Affiliation:
1. University at Buffalo Department of Mechanical and Aerospace Engineering, , Buffalo, NY 14260
Abstract
Abstract
In various applications of multi-robotics in disaster response, warehouse management, and manufacturing, tasks that are known a priori and tasks added during run time need to be assigned efficiently and without conflicts to robots in the team. This multi-robot task allocation (MRTA) process presents itself as a combinatorial optimization (CO) problem that is usually challenging to be solved in meaningful timescales using typical (mixed)integer (non)linear programming tools. Building on a growing body of work in using graph reinforcement learning to learn search heuristics for such complex CO problems, this paper presents a new graph neural network architecture called the covariant attention mechanism (CAM). CAM can not only generalize but also scale to larger problems than that encountered in training, and handle dynamic tasks.
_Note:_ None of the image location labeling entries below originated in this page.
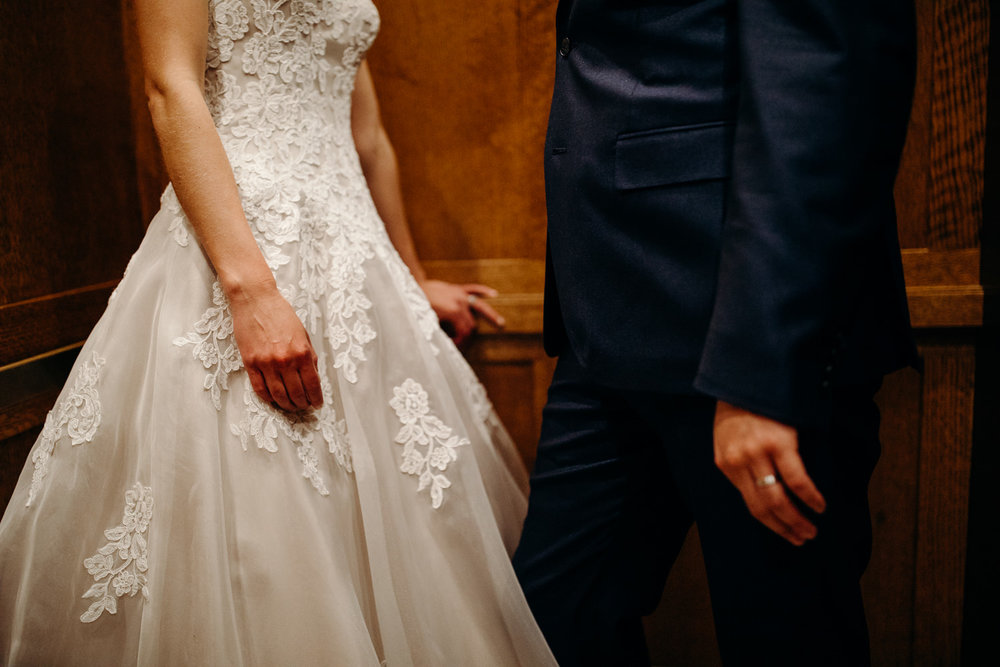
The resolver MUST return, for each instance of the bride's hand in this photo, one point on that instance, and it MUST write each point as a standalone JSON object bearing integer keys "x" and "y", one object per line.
{"x": 276, "y": 350}
{"x": 458, "y": 306}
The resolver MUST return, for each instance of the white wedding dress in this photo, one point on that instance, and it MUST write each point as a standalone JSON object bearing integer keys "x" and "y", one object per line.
{"x": 168, "y": 517}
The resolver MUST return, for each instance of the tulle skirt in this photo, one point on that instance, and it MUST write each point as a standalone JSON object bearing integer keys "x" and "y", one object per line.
{"x": 168, "y": 517}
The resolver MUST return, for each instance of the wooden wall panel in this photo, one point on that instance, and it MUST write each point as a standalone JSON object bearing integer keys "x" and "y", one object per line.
{"x": 464, "y": 87}
{"x": 424, "y": 62}
{"x": 69, "y": 206}
{"x": 70, "y": 214}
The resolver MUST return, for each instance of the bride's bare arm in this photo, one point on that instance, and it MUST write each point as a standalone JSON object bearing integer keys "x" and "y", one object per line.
{"x": 274, "y": 345}
{"x": 451, "y": 302}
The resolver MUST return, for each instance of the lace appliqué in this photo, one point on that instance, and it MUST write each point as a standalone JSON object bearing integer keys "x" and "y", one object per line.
{"x": 422, "y": 429}
{"x": 262, "y": 424}
{"x": 79, "y": 414}
{"x": 119, "y": 567}
{"x": 214, "y": 345}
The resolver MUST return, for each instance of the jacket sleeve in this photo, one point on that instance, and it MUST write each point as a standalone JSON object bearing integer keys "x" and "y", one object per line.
{"x": 824, "y": 96}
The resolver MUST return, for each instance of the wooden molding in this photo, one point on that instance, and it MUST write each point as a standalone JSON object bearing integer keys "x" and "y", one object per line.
{"x": 943, "y": 287}
{"x": 37, "y": 326}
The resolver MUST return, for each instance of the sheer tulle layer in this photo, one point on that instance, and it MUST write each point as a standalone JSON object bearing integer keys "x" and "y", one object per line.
{"x": 220, "y": 531}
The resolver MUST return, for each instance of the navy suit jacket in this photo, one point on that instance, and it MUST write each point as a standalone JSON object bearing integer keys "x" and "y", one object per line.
{"x": 719, "y": 182}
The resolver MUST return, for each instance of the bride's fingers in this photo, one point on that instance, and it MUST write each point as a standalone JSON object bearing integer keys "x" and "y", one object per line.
{"x": 309, "y": 377}
{"x": 480, "y": 290}
{"x": 276, "y": 387}
{"x": 294, "y": 389}
{"x": 259, "y": 385}
{"x": 486, "y": 310}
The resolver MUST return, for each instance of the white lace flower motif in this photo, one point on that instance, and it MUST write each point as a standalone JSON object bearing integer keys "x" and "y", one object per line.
{"x": 214, "y": 346}
{"x": 119, "y": 567}
{"x": 421, "y": 428}
{"x": 78, "y": 414}
{"x": 261, "y": 426}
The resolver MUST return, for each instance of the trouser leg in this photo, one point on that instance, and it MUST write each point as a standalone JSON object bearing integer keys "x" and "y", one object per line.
{"x": 774, "y": 603}
{"x": 604, "y": 525}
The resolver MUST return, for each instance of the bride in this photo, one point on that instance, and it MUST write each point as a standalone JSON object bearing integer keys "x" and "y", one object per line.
{"x": 268, "y": 452}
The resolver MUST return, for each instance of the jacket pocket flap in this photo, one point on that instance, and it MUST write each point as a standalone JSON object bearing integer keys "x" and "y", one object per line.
{"x": 672, "y": 155}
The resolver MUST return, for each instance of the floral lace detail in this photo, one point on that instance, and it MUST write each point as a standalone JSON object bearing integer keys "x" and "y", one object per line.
{"x": 214, "y": 345}
{"x": 278, "y": 82}
{"x": 119, "y": 567}
{"x": 79, "y": 413}
{"x": 261, "y": 425}
{"x": 422, "y": 429}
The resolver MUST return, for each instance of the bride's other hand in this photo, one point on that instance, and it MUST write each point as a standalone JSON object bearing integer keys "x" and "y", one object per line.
{"x": 275, "y": 347}
{"x": 458, "y": 306}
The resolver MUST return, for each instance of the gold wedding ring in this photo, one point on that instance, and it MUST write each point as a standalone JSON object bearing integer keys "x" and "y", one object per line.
{"x": 767, "y": 480}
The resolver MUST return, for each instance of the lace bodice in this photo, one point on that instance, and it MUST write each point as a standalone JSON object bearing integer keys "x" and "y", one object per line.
{"x": 278, "y": 82}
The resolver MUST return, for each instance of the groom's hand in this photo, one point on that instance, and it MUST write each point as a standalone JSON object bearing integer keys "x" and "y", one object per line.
{"x": 760, "y": 457}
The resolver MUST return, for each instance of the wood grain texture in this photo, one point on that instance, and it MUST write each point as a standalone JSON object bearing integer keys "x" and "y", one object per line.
{"x": 887, "y": 585}
{"x": 958, "y": 119}
{"x": 32, "y": 327}
{"x": 464, "y": 88}
{"x": 13, "y": 454}
{"x": 943, "y": 500}
{"x": 69, "y": 215}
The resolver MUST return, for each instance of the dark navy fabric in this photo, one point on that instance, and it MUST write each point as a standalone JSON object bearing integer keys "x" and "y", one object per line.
{"x": 719, "y": 189}
{"x": 620, "y": 477}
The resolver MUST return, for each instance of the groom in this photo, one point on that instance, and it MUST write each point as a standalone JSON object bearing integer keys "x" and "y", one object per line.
{"x": 725, "y": 293}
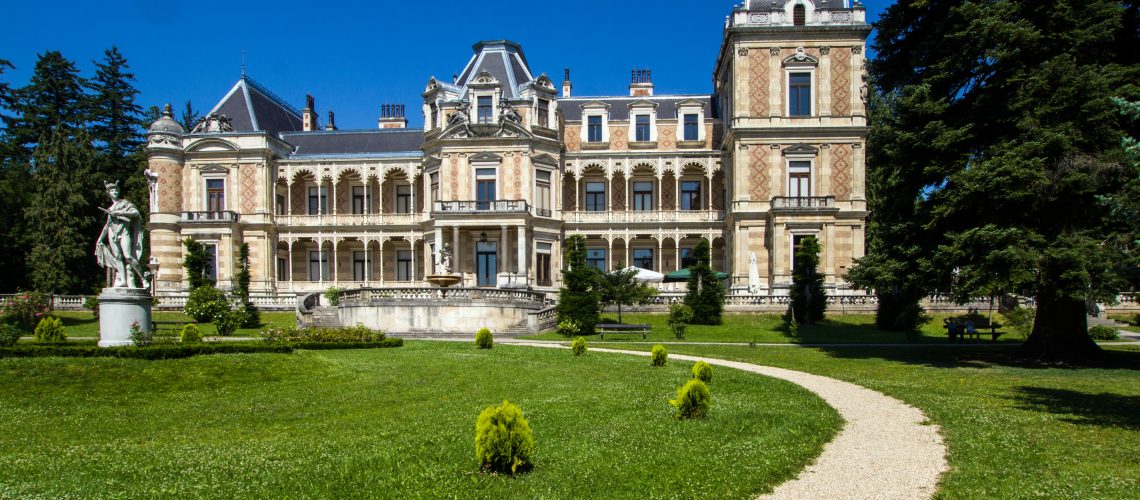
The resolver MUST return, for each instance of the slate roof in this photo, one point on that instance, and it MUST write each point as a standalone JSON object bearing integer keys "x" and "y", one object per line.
{"x": 253, "y": 108}
{"x": 503, "y": 59}
{"x": 619, "y": 106}
{"x": 369, "y": 141}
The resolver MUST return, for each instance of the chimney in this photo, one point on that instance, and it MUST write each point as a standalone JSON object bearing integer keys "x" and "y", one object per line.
{"x": 566, "y": 83}
{"x": 641, "y": 82}
{"x": 309, "y": 114}
{"x": 391, "y": 116}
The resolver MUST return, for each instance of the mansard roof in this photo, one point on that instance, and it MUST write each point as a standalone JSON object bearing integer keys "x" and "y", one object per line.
{"x": 619, "y": 106}
{"x": 369, "y": 141}
{"x": 503, "y": 59}
{"x": 253, "y": 108}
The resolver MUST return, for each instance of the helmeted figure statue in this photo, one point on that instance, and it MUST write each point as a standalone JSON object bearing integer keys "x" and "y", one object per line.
{"x": 120, "y": 245}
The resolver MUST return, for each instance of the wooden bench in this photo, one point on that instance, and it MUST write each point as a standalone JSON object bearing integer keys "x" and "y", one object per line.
{"x": 616, "y": 328}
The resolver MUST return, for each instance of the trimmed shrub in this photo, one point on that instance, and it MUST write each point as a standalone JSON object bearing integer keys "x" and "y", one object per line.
{"x": 702, "y": 371}
{"x": 658, "y": 357}
{"x": 693, "y": 400}
{"x": 483, "y": 338}
{"x": 1104, "y": 333}
{"x": 578, "y": 346}
{"x": 206, "y": 304}
{"x": 190, "y": 334}
{"x": 50, "y": 329}
{"x": 503, "y": 439}
{"x": 9, "y": 335}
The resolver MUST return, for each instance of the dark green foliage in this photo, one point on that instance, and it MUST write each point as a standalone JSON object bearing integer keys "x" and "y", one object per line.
{"x": 693, "y": 400}
{"x": 995, "y": 155}
{"x": 706, "y": 293}
{"x": 483, "y": 338}
{"x": 504, "y": 441}
{"x": 579, "y": 297}
{"x": 808, "y": 298}
{"x": 195, "y": 263}
{"x": 620, "y": 287}
{"x": 658, "y": 355}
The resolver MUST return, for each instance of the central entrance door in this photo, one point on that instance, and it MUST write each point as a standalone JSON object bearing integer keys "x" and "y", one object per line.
{"x": 486, "y": 263}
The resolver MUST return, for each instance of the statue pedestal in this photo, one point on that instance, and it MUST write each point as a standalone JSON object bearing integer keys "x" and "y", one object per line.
{"x": 119, "y": 309}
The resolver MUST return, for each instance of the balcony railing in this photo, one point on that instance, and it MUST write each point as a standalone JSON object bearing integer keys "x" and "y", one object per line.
{"x": 665, "y": 215}
{"x": 224, "y": 215}
{"x": 490, "y": 206}
{"x": 373, "y": 219}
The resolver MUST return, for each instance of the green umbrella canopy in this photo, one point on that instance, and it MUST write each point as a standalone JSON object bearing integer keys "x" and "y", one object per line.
{"x": 684, "y": 273}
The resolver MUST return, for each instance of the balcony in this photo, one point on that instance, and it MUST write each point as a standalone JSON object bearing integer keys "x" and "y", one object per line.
{"x": 481, "y": 207}
{"x": 210, "y": 216}
{"x": 650, "y": 216}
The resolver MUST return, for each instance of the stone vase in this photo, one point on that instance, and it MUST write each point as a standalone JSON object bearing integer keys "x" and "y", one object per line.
{"x": 119, "y": 309}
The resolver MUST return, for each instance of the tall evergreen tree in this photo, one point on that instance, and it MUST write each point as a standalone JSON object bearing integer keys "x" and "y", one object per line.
{"x": 1006, "y": 141}
{"x": 808, "y": 298}
{"x": 60, "y": 259}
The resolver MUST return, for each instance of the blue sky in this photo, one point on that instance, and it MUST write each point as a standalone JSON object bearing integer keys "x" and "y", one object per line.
{"x": 355, "y": 56}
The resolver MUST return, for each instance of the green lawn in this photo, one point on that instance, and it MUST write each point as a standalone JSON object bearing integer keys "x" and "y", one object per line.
{"x": 1012, "y": 431}
{"x": 391, "y": 423}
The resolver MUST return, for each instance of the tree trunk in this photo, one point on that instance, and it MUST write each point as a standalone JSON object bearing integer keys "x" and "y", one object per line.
{"x": 1060, "y": 330}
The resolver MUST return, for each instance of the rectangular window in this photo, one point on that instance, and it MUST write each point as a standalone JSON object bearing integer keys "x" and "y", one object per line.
{"x": 544, "y": 113}
{"x": 594, "y": 129}
{"x": 595, "y": 196}
{"x": 799, "y": 179}
{"x": 641, "y": 132}
{"x": 543, "y": 193}
{"x": 691, "y": 132}
{"x": 404, "y": 265}
{"x": 486, "y": 109}
{"x": 596, "y": 257}
{"x": 404, "y": 198}
{"x": 690, "y": 195}
{"x": 216, "y": 195}
{"x": 643, "y": 196}
{"x": 643, "y": 257}
{"x": 799, "y": 95}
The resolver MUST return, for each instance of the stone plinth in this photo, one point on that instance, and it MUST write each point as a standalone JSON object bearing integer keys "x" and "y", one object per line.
{"x": 119, "y": 308}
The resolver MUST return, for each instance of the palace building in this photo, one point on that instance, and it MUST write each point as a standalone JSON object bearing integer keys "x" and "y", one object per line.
{"x": 510, "y": 163}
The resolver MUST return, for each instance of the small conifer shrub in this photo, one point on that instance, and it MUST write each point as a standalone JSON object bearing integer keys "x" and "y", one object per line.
{"x": 658, "y": 357}
{"x": 693, "y": 400}
{"x": 578, "y": 346}
{"x": 504, "y": 441}
{"x": 702, "y": 371}
{"x": 483, "y": 338}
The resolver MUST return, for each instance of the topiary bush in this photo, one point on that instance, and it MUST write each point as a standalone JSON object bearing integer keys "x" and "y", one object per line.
{"x": 702, "y": 371}
{"x": 50, "y": 329}
{"x": 483, "y": 338}
{"x": 190, "y": 334}
{"x": 206, "y": 303}
{"x": 657, "y": 357}
{"x": 693, "y": 400}
{"x": 578, "y": 346}
{"x": 1102, "y": 333}
{"x": 504, "y": 441}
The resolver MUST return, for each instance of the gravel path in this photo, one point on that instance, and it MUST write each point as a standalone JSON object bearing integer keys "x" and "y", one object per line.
{"x": 884, "y": 451}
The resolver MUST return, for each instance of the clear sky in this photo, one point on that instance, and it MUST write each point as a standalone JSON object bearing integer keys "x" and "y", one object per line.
{"x": 355, "y": 56}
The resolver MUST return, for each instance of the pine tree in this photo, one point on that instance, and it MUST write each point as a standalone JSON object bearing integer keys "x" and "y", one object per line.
{"x": 808, "y": 298}
{"x": 706, "y": 294}
{"x": 60, "y": 259}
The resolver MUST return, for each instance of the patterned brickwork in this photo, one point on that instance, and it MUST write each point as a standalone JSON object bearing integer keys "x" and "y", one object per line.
{"x": 758, "y": 82}
{"x": 841, "y": 172}
{"x": 840, "y": 81}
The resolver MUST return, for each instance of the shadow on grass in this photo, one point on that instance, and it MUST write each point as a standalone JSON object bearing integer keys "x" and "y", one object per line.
{"x": 1100, "y": 410}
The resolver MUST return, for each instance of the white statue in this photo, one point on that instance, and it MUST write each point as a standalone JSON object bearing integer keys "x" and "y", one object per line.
{"x": 120, "y": 245}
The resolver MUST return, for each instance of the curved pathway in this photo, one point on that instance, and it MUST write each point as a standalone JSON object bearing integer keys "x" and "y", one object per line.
{"x": 884, "y": 451}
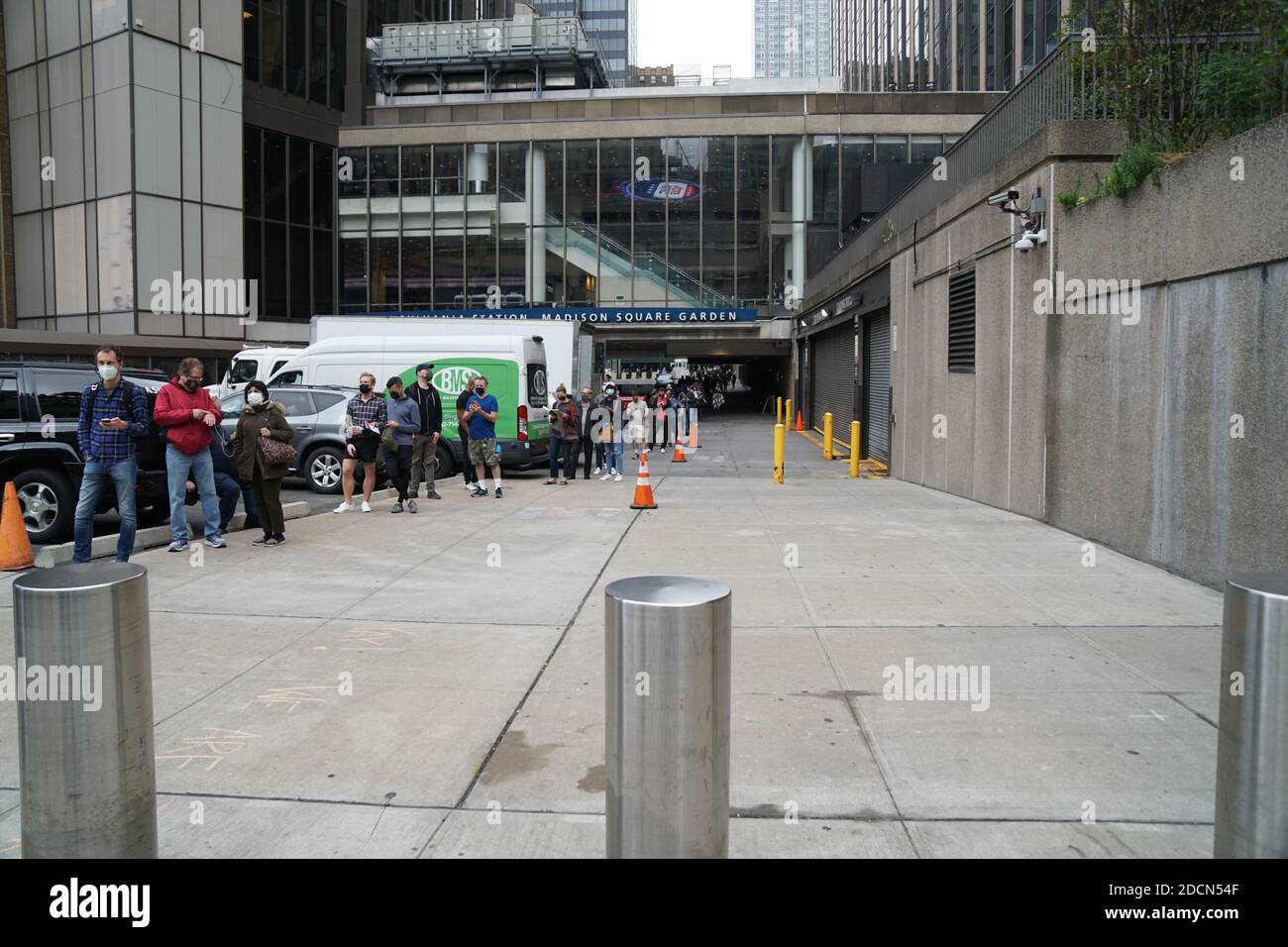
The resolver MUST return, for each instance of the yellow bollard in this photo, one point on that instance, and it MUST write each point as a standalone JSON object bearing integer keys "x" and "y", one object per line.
{"x": 780, "y": 432}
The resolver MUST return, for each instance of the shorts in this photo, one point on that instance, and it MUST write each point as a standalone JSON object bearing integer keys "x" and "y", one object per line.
{"x": 483, "y": 451}
{"x": 368, "y": 449}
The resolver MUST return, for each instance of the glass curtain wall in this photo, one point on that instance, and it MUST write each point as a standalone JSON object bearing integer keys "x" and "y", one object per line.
{"x": 645, "y": 222}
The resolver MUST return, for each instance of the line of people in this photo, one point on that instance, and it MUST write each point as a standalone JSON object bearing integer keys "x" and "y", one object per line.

This architecture combines the concept of covariant compositional networks used here to embed the local structures in task graphs, with a context module that encodes the robots’ states. The encoded information is passed onto a decoder designed using multi-head attention mechanism. When applied to a class of MRTA problems with time deadlines, robot ferry range constraints, and multi-trip settings, CAM surpasses a state-of-the-art graph learning approach based on the attention mechanism, as well as a feasible random-walk baseline across various generalizability and scalability tests. Performance of CAM is also found to be at par with a high-performing non-learning baseline called BiG-MRTA, while noting up to a 70-fold improvement in decision-making efficiency over this baseline.